先述の「朝ドラに採用・・・」についてだが、その前になぜNHKは現在放映中の朝ドラ「おむすび」に、橋本環奈をヒロインにしたか、問題が頭に浮かぶ。
「千と千尋の神隠し」のロンドン公演中でスケジュール調整が難しい彼女をわざわざ選び、結果、無理な脚本になってしまって、ドラマとしては実に残念な仕上がりになっているという(詳しくはネットに多くの記事あり)。
そうなると原作者や主演の橋本環奈も気の毒である。
間違いなく、あの倉科カナちゃん主演の「ウェルかめ」の歴代最低平均視聴率を更新すると言われている。
だからこそ、なぜこのドラマのような作品を山田杏奈主演で作らなかったのかと思う。
今田美桜や見上愛のように一般的にメジャーではないかもしれないが、女優としての実力は一歩抜きんでていると思っている。
様々な事情があるにしても、実に残念でならない。
それはともかく、お話は3話の中に色々詰め込まれていて、それこそ「おむすび」のように、ダイジェスト感満載なのだが、そんな物足りなさを感じるほどストーリー自体の面白さがあり、やはりもう少し長い尺で撮ってほしかった。
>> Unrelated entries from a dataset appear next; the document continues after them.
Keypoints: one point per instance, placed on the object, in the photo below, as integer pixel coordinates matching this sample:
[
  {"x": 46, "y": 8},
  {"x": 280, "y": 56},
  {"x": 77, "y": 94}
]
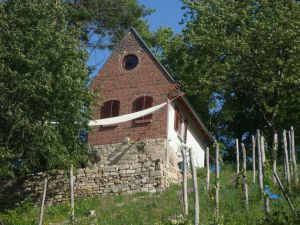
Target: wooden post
[
  {"x": 253, "y": 159},
  {"x": 294, "y": 158},
  {"x": 184, "y": 182},
  {"x": 275, "y": 150},
  {"x": 286, "y": 160},
  {"x": 237, "y": 162},
  {"x": 260, "y": 172},
  {"x": 195, "y": 186},
  {"x": 72, "y": 194},
  {"x": 43, "y": 202},
  {"x": 217, "y": 179},
  {"x": 290, "y": 153},
  {"x": 284, "y": 193},
  {"x": 207, "y": 169},
  {"x": 245, "y": 184},
  {"x": 263, "y": 161}
]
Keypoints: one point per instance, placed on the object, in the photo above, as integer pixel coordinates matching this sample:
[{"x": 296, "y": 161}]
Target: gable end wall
[{"x": 115, "y": 82}]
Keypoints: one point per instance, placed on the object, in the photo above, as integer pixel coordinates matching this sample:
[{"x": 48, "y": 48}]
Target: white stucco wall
[{"x": 194, "y": 139}]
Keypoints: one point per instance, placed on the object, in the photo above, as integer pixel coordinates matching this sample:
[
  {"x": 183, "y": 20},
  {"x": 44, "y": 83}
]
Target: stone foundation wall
[
  {"x": 94, "y": 181},
  {"x": 133, "y": 152}
]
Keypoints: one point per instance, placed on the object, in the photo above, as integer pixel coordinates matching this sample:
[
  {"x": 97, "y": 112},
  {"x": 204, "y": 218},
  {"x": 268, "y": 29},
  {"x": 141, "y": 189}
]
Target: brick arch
[
  {"x": 110, "y": 108},
  {"x": 140, "y": 103}
]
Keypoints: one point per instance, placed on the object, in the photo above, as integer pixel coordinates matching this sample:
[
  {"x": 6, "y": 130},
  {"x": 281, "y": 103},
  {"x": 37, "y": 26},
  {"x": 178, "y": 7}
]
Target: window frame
[
  {"x": 112, "y": 113},
  {"x": 180, "y": 125},
  {"x": 147, "y": 118}
]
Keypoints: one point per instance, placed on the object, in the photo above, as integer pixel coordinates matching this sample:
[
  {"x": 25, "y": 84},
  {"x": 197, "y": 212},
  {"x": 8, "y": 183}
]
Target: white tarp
[{"x": 126, "y": 117}]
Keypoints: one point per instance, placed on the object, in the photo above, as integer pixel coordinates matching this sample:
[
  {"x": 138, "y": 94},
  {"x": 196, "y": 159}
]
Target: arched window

昨今、米農家や酪農家、漁師ら第一次産業の将来の不安がメディアでも取り上げられているが、この作品にも動物とともに生きる酪農家の現状や苦悩が描かれていた。
より掘り下げることでこの作品の持つテーマ性もより深いものになると感じる。
それでもNHKらしい素晴らしいキャスト・俳優さんたちの演技と、山田杏奈の熱演で十分楽しめた。特に3話の子牛の出産シーンはなかなかの迫力で、このドラマが描きたかったテーマが凝縮されていて感動を呼ぶ。
共演者の當真あみ、萩原莉久、佐藤寛太、菊池日菜子らの若手に加え、風吹ジュン(最近、お母さん役のみならずおばあちゃん役でも活躍)、甲本雅裕、安藤聖、小林涼子、勝矢、温水洋一、信田昌之、竹財輝之助、山崎静代ら中堅・ベテラン俳優陣がバランス良く配されて、手堅い。
また石橋静河は共演でもしっかり存在感を見せており、最近時乗ってきたなと思わせる女優さんだ。
最後に、本作は勝矢が牧場経営者の一人として出演していて、山田杏奈とも顔合わせのシーンがある。
この二人、言わずもがなだが「ゴールデンカムイ」では牛山とアシㇼパさんとして共演中。
アシㇼパ役の山田杏奈に何度も「チ●ポ先生」と呼ばせる牛山こと勝矢。